Phosphorylation of ORF57 by CK2 in vitro and in KSHV-infected cells. (A) The ability of CK2 to phosphorylate GST–ORF57 FL in vitro was examined by mixing beads carrying ORF57 protein with recombinant CK2 holoenzyme and phosphorylation reactions were carried out in the presence or absence of 50 μM DRB. Proteins were separated by SDS–PAGE and gels exposed to a phosphorimager screen using the following: CK2 holoenzyme + GST–ORF57 FL (lane 1); CK2 holoenzyme + GST–ORF57 FL + DRB (lane 2). (B) Use of equivalent amounts of GST–ORF57 was determined by western blotting portions of the phosphorylation reactions shown in Figure 7A with anti-ORF57 (GH) Ab. (C) To examine in vivo phosphorylation of ORF57 by CK2, BCBL-1 cells were TPA-treated or left untreated and labelled with [³⁵S]-methionine or [³²P]-orthophosphate in presence or absence of DRB. Immunoprecipitates obtained using anti-ORF57 Ab were separated by SDS–PAGE, and gels were exposed to a phosphorimager screen using the following: Untreated cells + [³⁵S]-methionine (lane 1); TPA-treated cells + [³⁵S]-methionine (lane 2); untreated cells + [³²P]-orthophosphate (lane 3); TPA-treated cells + [³²P]-orthophosphate (lane 4); TPA-treated cells + [³²P]-orthophosphate + 10 μM DRB (lane 5); TPA-treated cells + [³²P]-orthophosphate + 5 μM DRB (lane 6). (D) [³²P]-orthophosphate labelled BCBL-1 cell extracts used in Figure 7C prior to immunoprecipitations were western blotted with anti-ORF57 (GH) peptide Ab to assess the levels of ORF57 protein using the following: untreated cells (lane 1); TPA-treated cells (lane 2); TPA-treated cells in presence of 10 μM DRB (lane 3); TPA-treated cells in presence of 5 μM DRB (lane 4).

Figure 8

Phosphorylation by CK2 enhances the interaction between ORF57 and hnRNP K proteins. (A) BCBL-1 cells were transfected with either pEGFP-gORF57 FL or pEGFP-C1, and with pCH110 encoding β-Gal as an internal control for transfection efficiency, and then were either treated with TPA (lanes 1–4) or left untreated (lanes 5–8).

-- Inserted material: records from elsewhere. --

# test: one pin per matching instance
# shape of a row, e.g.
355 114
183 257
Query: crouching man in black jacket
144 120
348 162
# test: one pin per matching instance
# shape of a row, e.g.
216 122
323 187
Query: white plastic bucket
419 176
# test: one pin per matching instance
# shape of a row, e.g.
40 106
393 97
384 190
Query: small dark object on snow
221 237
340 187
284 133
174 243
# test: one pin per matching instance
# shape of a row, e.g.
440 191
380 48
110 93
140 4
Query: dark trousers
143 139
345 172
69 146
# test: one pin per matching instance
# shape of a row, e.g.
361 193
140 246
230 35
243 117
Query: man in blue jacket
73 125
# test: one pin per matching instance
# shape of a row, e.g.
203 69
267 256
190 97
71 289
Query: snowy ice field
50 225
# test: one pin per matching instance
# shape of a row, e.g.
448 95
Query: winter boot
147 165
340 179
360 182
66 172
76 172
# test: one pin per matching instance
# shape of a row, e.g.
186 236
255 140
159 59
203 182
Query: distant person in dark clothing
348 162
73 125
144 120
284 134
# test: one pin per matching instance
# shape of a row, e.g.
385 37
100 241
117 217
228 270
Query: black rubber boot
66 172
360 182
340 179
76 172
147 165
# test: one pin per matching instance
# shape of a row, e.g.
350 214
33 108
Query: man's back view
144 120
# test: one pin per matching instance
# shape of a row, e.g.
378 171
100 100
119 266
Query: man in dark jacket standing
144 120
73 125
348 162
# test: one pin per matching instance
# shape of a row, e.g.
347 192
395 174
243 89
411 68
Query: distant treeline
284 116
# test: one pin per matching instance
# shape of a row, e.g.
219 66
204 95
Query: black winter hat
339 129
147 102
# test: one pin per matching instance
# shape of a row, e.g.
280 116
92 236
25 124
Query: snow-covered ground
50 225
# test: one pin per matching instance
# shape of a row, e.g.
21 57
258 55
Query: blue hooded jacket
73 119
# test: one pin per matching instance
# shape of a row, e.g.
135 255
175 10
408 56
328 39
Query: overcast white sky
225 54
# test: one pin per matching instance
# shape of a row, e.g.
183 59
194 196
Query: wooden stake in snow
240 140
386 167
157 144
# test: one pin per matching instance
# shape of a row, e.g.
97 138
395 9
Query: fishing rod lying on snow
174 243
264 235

Immunoprecipitates of cell extracts obtained with anti-hnRNP K Ab were separated by SDS–PAGE and western blotted with anti-GFP Ab using the following: pEGFP-gORF57 FL (lanes 1 and 5); pEGFP-gORF57 FL + 5 μM DRB (lanes 2 and 6); pEGFP-C1 (lanes 3 and 7); pEGFP-C1 + 5 μM DRB (lanes 4 and 8). Position of GFP-ORF57 FL is indicated by an arrow. (B) HnRNP K protein is differentially phosphorylated by CK2 in TPA-treated as compared to untreated BCBL-1 cells. TPA-treated or untreated BCBL-1 cells in the presence or absence of 5 μM DRB were labelled with [³²P]-orthophosphate for 6 h. Immunoprecipitates obtained using anti-hnRNP K Ab were separated by SDS–PAGE, followed by autoradiography using the following: TPA-treated (lanes 1 and 2); untreated cell extracts (lanes 3 and 4); in presence of DRB (lanes 1 and 3). (C) Western blotting using anti-hnRNP K Ab of anti-hnRNP K Ab immunoprecipitates used in Figure 8A from the TPA-treated transfected BCBL-1 cell extracts (lanes 1–4) and used in Figure 8B from [³²P]-orthophosphate labelled cell extracts (lanes 5–8). (D and E) Extracts of BCBL-1 cells untreated or treated with TPA at various time points were western blotted with either a mixture of anti-CK2 α and β subunit Abs (Figure 8D) or anti-hnRNP K Ab (Figure 8E) using the following: untreated cells (lane 1); TPA-treated from 0–72 h (lanes 2–7). Approximately equal amounts of CK2 subunits or hnRNP K protein were present; IP, immunoprecipitation; W.blot, western blotting.